Conversar nunca é apenas conversa. Quantas vezes uma conversa que ainda não aconteceu é aquilo que mais vivemos acima de qualquer outra coisa? Volta e meia penso que a vida do dia-a-dia não é mais do que o intervalo comum do mais importante que são as conversas que temos e que esperamos ter. Aquilo que fazemos parece-me sinceramente sobrevalorizado diante daquilo que falamos e que contamos falar. Não são as palavras que são levadas pelo vento; talvez sejam as acções mesmo. A prova de que somos criaturas feitas pela palavra também reside na vida paralela que a espera pelas grandes conversas suscita em nós. Até começarmos a falar ainda não fizemos nada tão assinalável assim.

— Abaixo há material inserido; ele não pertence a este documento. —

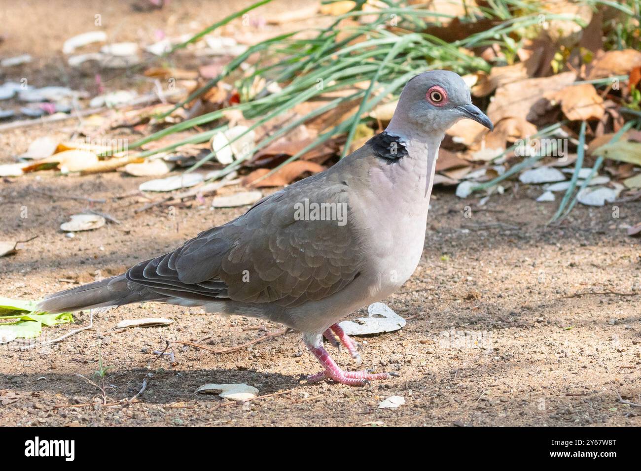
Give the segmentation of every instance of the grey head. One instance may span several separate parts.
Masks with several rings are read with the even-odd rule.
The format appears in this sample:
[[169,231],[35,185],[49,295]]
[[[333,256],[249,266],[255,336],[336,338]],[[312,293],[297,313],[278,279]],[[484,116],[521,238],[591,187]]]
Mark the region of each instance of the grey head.
[[463,118],[494,129],[492,121],[472,104],[463,79],[449,70],[429,70],[405,85],[388,131],[402,134],[444,133]]

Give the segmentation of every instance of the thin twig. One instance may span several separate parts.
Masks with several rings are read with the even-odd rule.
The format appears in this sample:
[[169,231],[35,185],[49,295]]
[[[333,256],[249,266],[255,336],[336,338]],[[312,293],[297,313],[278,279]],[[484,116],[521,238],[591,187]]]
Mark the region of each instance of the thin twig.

Nos últimos tempos esperei por um par de grandes conversas. Eram grandes conversas não no sentido que teriam de durar muito tempo. Eram grandes conversas no sentido em que poderiam servir de revelação final daquelas coisas que vão crescendo em nós e que tememos colocar em palavras. Frequentemente uma grande conversa não se mede pela sua duração mas pelo poder de materializar coisas que até então eram sobretudo nuvens cá dentro—estávamos sobre condições meteorológicas adversas que só as palavras concretizariam no temporal consequente. Há conversas que são essa precipitação final de uma tempestade que levou muito tempo a formar-se dentro de nós mas que inevitavelmente terá de chover.
Mas, felizmente, outras conversas existem que permitem a abertura do horizonte carregado para o céu brilhar. Nessa medida, as palavras que usaremos são sempre muito maiores do que nós mesmos, com a estatura de possíveis desabamentos ou, preferivelmente, bonanças que nos aliviam. Quanto mais consciência temos de que as palavras não apenas documentam circunstâncias mas criam-nas também, menos nos esquivamos dessas conversas que tão naturalmente nos assustam. Há conversas desagradáveis que podem ser evitadas quando, antes das palavras terem de ser veredictos, elas puderam ser veredas. Ou seja: antes que tenhas de ouvir aquilo que já não pode ser de outro modo, encontra novos modos de falar. Pondera outras maneiras de falar para que o que te falam não tenha de ser o que te condena.
Recordo uma conversa que tive com uma pessoa que me disse algo que já intuía mas que nunca me tinha sido pronunciado. Essa pessoa era um terapeuta profissional e, talvez na linha recta da deontologia, colocou em palavras aquilo que a maioria hesitaria admitir acerca de mim diante de mim. No fundo, eu já conhecia o erro que o conselheiro me apontava mas o momento em que ele o verbalizou encarnou uma mudança. Quando verbos encarnam, mundos mudam (onde é que já lemos isto?). Ainda hoje ouço a pronúncia dessa frase, misto do tal veredicto final mas oportunidade de vereda alternativa. A partir do momento que o meu velho pecado foi dito, fez-se carne e osso a oportunidade de o abandonar. Até então, não é que eu estivesse assim tão cego. Mas a verdade é que ouvir funciona como uma espécie de visão dupla. Até sermos mapeados pelas palavras dos outros, podemos fingir-nos perdidos nas coordenadas.
Aborrece-me portanto quando tenho de ouvir que falar é fácil e fazer é que é valioso. Sim e não. Claro que é fácil falar o que não se faz—uma definição curta e útil de hipocrisia. Como qualquer pessoa, também não quero ser hipócrita e desmascarado como alguém que se esconde no que fala para não fazer de acordo. Mas, por outro lado, sei que fazer sem falar é tão ou mais grave. Podemos viver escondidos em tanta coisas que fazemos evitando o território sagrado e milagroso da fala. Algumas das melhores coisas que nos curaram foram acções—claro que sim. Mas tantas outras coisas que nos curaram foram palavras. Ditas de um modo tão criador que a partir desse momento um Universo novo começou.
Grande parte das minhas aventuras são a sobrevivência às conversas que já tive e às conversas que ainda estou para ter. As últimas, confesso, muitas vezes consomem-me em ansiedade. Penso no que eventualmente vou ter de ouvir e no que eventualmente vou ter de dizer. Depois, lembro-me das palavras da palavra encarnada, quando dizia que basta ao dia o seu próprio mal. Se é verdade que viver dentro das conversas que ainda não tivemos não nos deve consumir previamente, fugir delas, por perigosas que pareçam, é pior ainda. Até falarmos, ainda não começámos realmente a fazer seja o que for.